Karnak:
Ah models what pilots did, not necessarily what they "could" do... We don't have 20mms on P-40s, but they "could have" carried 'em. We don't have flaps above flap deploy speeds, despite what a pilot "could do" with the levers at any time in flight. Ah follows the 5 minute (or 10 or 3) WEP times based on what pilots were told to in the manuals.
I don't like the idea of just running all the time at full power with no implications. I don't like artificial overheats/engine deaths. Neither is perfect, but I wish we could find some sort of middle ground to at least replicate what the pilots did in the real war (not the combat, just the plane performance).
Personally I'd love to see some sort of system whereby limping home with a damaged plane is possible with reduced power (lower heat) but not possible with the current system. More of a "this would be cool" feature tying radiators, oil, engines, cooling flaps (maybe) and temperature readouts into the damage model.
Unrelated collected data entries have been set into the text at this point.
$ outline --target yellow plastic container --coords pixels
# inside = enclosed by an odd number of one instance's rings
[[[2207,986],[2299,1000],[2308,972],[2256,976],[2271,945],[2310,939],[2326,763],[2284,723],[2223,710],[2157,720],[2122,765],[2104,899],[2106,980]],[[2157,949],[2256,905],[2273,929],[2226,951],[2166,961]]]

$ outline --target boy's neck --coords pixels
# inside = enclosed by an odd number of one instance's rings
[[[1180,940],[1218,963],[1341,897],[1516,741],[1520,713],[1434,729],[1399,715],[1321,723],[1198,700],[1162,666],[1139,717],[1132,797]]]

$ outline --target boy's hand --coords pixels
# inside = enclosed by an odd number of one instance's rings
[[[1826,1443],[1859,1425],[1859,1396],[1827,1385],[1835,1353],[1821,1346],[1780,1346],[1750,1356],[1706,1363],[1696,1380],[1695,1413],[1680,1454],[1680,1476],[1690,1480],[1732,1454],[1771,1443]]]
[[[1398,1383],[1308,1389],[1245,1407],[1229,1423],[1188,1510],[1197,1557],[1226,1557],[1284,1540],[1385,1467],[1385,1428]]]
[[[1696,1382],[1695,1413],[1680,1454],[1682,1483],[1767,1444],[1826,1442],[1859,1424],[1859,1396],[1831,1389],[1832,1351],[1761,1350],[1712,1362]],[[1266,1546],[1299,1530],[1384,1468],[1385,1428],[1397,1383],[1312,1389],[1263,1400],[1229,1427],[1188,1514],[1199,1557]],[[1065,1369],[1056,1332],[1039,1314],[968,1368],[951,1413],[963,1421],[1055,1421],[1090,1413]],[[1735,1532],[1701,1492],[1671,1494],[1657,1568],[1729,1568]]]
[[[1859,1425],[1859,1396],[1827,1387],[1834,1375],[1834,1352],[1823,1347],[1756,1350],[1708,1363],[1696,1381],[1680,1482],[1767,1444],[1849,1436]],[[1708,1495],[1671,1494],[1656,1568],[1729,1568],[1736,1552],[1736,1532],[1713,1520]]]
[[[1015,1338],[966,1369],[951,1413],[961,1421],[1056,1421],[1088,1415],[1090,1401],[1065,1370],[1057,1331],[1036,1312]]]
Not all-out, but something.
Gyrene, this is ridiculous man... I stopped reading the OTHER thread you two were harping in because you're both spouting the same ignorant stuff left and right. An engine failure is caused by human error. Either a part was skipped in inspection (a human inspector failed to look) or a part was assembled incorrectly (a human mechanic failed to do it properly, his boss failed to check up on the work) or a part was defective (a human failed at some point in creating the part in a forge, his QA failed to spot it, the crew chiefs failed to check it before installation, any dozens of other people on the logistics chain didn't do their job).
So you want to include random engine failures, then you have to model human error. How about every time you roll a B-17 there's a random chance you'll just crash on the runway because "human error" meant you skipped the checklist for unlocking the tail lock? How about your ground crew made a "human error" and left screwdrivers in your wings and your ammo doesn't feed? How about your weapons officer made a "human error" and locked your DTs or bombs to the rack so they won't ever come off? How about that random kind of crap? I don't see you advocating the "sh** happens" game design model, because frankly it's retarded.
Asking for random engine failures is equally retarded. Failures for a reason is one thing, but the random number-generation pattern you want is wrong and always has been.
You look behind all those engine failures you quoted (I merely skimmed) and you'll find a human error along the chain of thousands and thousands of humans that did something to that plane or that engine, the last one being the pilot/crew of said plane. One of those human chain links screwed something up. It wasn't just fate.